Get Used to It, Cybill—there's a New Shepherd in Hollywood
05/22/1989 at 01:00 AM EDT
It reads like a tale of old Hollywood. The established star needs a fresh new co-star for his latest movie. The talent search goes international and turns up the perfect face in Europe. There are intensive acting lessons—and English lessons. The new arrival is groomed. There are vicious rumors that the new star is spending a lot of time on the director's couch—not to mention the rest of the furniture—and that there's someone on the set who does nothing but pick up after the star. But even in Hollywood, breeding wins out, and a new name goes up in lights.
The name is Rando.
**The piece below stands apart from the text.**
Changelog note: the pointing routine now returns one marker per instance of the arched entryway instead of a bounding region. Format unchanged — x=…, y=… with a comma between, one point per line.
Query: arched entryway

It belongs to the 3-year-old German shepherd who co-stars with Jim Belushi in the new Universal Studios comedy K-9. Belushi plays a detective so crazy no human cop will work with him. But since every movie cop has a partner, Belushi gets the highly trained Rando—or Jerry Lee as he's called in the movie. Reviews of the top-grossing film have been mixed, but the Chicago Tribune hailed Rando's "fancy pawwork and eloquent moans," and the New York Times said that Rando "upstages" Belushi.
The search for Rando began about two years ago. "We looked at more than 40 dogs and didn't find the qualities we wanted," says Gail Mooring, Rando's owner and president of K-9 Paws, which provided technical advice for the movie. "The dog had to be very happy and have a lot of character, and, for reasons of cinematography, have a light face and the type of mask that goes around his eyebrows and the top of his head. American shepherds are bred mostly for dark pigment." Failing to find an American dog to fill the bill, Mooring's partner, Donn Yarnall, went to West Germany and bought four young shepherds for $10,000.
All four went to work with veteran animal trainer Karl Miller, who had just 12 weeks to prepare them for stardom. First he had to teach them to respond to commands in English. "In the third week," says Miller, "Rando showed us that he was, indeed, Jerry Lee. The typical dog knows 10 or 15 commands, but Rando has anywhere from 125 to 150 actions that he has performed at one time or another. Anything the scriptwriters dream up, Rando can do. He even comes as close to smiling as I think a dog will ever come."
Smiling and acting adorable aren't all Rando is called on to do though. "In the story," says Miller, "the dog has three different personalities. At times, he's just a slobbish, mischievous, self-willed animal. There are also times when he has to be a highly trained police dog. And then there are times in the script when he's a very noble, regal German shepherd. The one thing I couldn't train was the noble, regal part; the dog had to have that himself. And that's how Rando won the part."
Rando, who lives with Mooring in her Spanish-style house in Malibu, is close-mouthed about his life away from the set, but Mooring is more forthcoming. "He's completely devoted to my 10-year-old son, Giovanni. They go on hikes and treasure hunts and play baseball together. Rando is a very good outfielder."
Belushi was impressed by the way his co-star pulled off his first film role. "He was an animal, a total animal," says Belushi. "He'd come on the set, steal all the women's attention, steal the scene and walk away to his trailer when he was done. No hellos, no thank-yous, no goodbyes. He's a real Errol Flynn."